Una oleada de náuseas me invadió. Era un electrodoméstico roto, desechado y reemplazado por un modelo más nuevo.
-¿Y Damián simplemente lo aceptó? -La pregunta fue un susurro.
El labio de Eugenio se curvó en una leve mueca de desdén.
-Mi hijo es débil. Hace lo que es mejor para la familia. Como deberías hacer tú. -Colocó una carpeta de manila impecable en mi mesita de noche-. Este es un acuerdo prenupcial. Te casarás con Elías Montes.
El nombre me golpeó como un golpe físico. El Dr. Elías Montes. El brillante y tranquilo cirujano de trauma que trabajaba en este mismo hospital. Lo había admirado desde lejos durante años, su tranquila competencia una presencia constante en el caos de urgencias. También sabía que era el único heredero de la vasta fortuna farmacéutica de los Montes. Y, recordé con una sacudida nauseabunda, había tenido un devastador accidente de coche hacía seis meses. Estaba en coma. Justo como yo lo había estado.
-¿Quieres que me case con otro hombre en coma? -Lo absurdo era impresionante.
-La familia Montes necesita una novia respetable para administrar el patrimonio y mantener las apariencias hasta que Elías se recupere. Tú, una enfermera dedicada que se recuperó milagrosamente de un estado similar, eres la candidata perfecta. Es un acuerdo simbiótico.
Me estaba intercambiando. Como una propiedad. Mi sacrificio, mi dolor, mi recuperación milagrosa... todo era solo una mercancía para ser aprovechada.
La lucha se desvaneció de mí, reemplazada por una calma helada.
-Bien -dije, mi voz plana-. Lo haré.
Eugenio pareció sorprendido, pero rápidamente lo ocultó.
-Pero -agregué, encontrando su fría mirada-, quiero ir a casa primero. A la casa que Damián y yo compartíamos. Necesito recoger mis cosas.
Un destello de algo -¿molestia? ¿inquietud?- cruzó su rostro antes de que asintiera bruscamente.
-Haré que Damián te recoja.
Una hora después, Damián estaba en mi puerta, su hermoso rostro una máscara de torturada preocupación. Sostenía un ramo de mis lirios favoritos, su aroma ahora abrumadoramente fúnebre.
-Alina -susurró, acercándose a mí-. Mi amor. Realmente has vuelto.
Intentó alcanzarme, sus manos flotando en el aire como si tuviera miedo de tocarme. El gesto, una vez tan entrañable, ahora solo parecía cobarde.
-Te he extrañado tanto -susurró, sus ojos llenándose de lágrimas perfectamente sincronizadas.
No sentí nada. Ni rabia, ni tristeza. Solo un profundo y vacío asco.

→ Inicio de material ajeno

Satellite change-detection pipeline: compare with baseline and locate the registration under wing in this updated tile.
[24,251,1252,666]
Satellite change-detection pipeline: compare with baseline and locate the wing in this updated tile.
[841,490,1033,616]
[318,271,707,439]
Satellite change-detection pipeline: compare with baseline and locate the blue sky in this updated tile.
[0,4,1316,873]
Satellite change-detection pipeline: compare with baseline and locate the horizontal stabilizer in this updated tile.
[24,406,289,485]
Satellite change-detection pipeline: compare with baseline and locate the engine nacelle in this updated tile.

-Llévame a casa, Damián -dije, mi voz tan estéril como la habitación a mi alrededor.
Su rostro se iluminó, malinterpretando mi petición como una señal de perdón.

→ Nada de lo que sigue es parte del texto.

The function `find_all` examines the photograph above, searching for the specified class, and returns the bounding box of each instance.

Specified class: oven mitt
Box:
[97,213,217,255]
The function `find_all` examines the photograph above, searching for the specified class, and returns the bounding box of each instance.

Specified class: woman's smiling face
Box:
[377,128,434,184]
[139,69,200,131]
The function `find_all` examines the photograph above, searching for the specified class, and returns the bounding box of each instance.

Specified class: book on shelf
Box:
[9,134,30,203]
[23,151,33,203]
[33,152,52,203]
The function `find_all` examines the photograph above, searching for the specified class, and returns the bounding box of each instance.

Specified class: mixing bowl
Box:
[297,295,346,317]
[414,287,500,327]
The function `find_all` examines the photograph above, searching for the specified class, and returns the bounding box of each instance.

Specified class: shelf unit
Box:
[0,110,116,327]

-Por supuesto, lo que sea. Te instalaré. Finalmente podremos estar juntos de nuevo.
Mientras se giraba para hablar con una enfermera, la puerta de mi habitación de hospital se abrió de nuevo. Jimena entró, con una sonrisa brillante y falsa pegada en su rostro.

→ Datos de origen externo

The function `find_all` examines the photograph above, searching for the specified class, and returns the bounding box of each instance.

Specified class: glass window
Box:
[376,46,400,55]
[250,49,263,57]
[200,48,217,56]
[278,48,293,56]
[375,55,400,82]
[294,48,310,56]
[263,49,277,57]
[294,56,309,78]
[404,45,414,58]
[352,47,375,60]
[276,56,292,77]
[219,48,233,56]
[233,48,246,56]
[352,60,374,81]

-El coche está listo, cariño -le dijo a Damián, antes de dirigir su mirada hacia mí-. Alina, me alegro mucho de que vengas a casa con nosotros. Te hemos extrañado mucho.
Nosotros.
Damián estaba de espaldas a mí, pero vi cómo se tensaban sus hombros. Se giró, con una mirada de pánico en su rostro.
-Jimena, te dije que esperaras en el coche.
-No seas tonto -dijo ella, enlazando su brazo con el de él-. Somos una familia. Por supuesto que voy.
Damián me miró, sus ojos suplicando comprensión por encima del hombro de su nueva esposa. Su amor superficial y performativo ni siquiera podía extenderse a ahorrarme esta última y humillante crueldad.
Quería llevarme a casa. Con ella. A la casa que ahora era de ellos.